Im diesem Kontext, und ausgehend davon, dass die Orthodoxe Kirche seit der Verbreitung der christlichen Botschaft im Nahen Osten ansässig ist, und anhand der führenden Rolle der Orthodoxen bei der nationalen und kulturellen Renaissance ihrer Länder im Laufe des Zeitalters, sollen wir heute diese effiziente Rolle nicht vernachlässigen, sondern unseren Beitrag zur Findung von wirksamen Lösungen leisten, damit wir aus der Krise rauskommen und den Weg des Aufschwungs und Voranschreitens unsrer Länder antreten. An dieser Stelle bestätigen wir die feste Beziehung unserer orthodoxen Kinder zu ihren Heimatsländern, welche sie durch eine kirchliche und soziale Solidarität zwischen den Gemeinden in der Heimat und der Diaspora ausdrücken.

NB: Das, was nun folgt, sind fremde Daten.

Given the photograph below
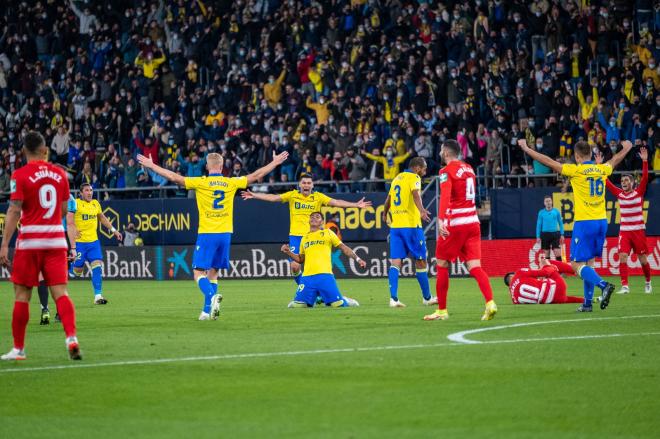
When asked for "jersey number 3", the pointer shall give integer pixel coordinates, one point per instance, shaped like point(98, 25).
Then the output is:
point(397, 193)
point(48, 199)
point(219, 198)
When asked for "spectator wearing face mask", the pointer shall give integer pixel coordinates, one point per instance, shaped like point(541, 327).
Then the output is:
point(588, 105)
point(391, 162)
point(214, 116)
point(320, 108)
point(273, 89)
point(149, 64)
point(612, 131)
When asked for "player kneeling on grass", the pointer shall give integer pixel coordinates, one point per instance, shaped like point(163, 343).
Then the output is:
point(542, 286)
point(317, 278)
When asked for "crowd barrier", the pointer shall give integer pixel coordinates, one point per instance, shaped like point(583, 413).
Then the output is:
point(514, 211)
point(265, 261)
point(173, 221)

Unter den herrschenden Umständen und aktuellen Entwicklungen, welche die Arabische Welt im Allgemeinen erlebt, wünschen wir uns, dass Syrien, der aufständische arabische Staat sowohl in seiner rühmen Geschichte als auch in Gegenwart, seine innere Stabilität wiedererlangt, damit er, parallel zur Verwirklichung der erwünschten Reformen, seine aktive Rolle, die er im Mittelpunkt seiner Aktivitäten, auf regionaler Ebene, wiederspielen kann.



Ausgehend von diesem Ausgangspunkt, betonen wir die Rolle der Kirche in ihrer Eigenschaft als Gewissen der Gläubigen. Sie erinnert ständig daran, was Gott für das Gute der Menschheit vorsah. Wir brauchen heute eine allgemeine Renaissance, wofür sich alle engagieren sollen, um ihre Gesellschaften zu entwickeln und zu erneuern, ihre Bevölkerung zu bilden, die Menschenrechtscharta zu achten, zur Etablierung einer globalen Kultur wirksam beizutragen, in der die Menschenwürde ihre normale Stellung wiedererlangt, welche der Mensch haben soll.



Wir beten, damit das geborene Kind die ganze Welt, den Nahen Osten und insbesondere Syrien von den Menschen bösen Willens, die diesem Land Schaden zufügen, schütze.



Wir beten an Weihnachten mit den Worten, die die Engel im Himmel gesprochen haben: „Ehre sei Gott in der Höhe und Friede auf Erden und den Menschen ein Wohlgefallen."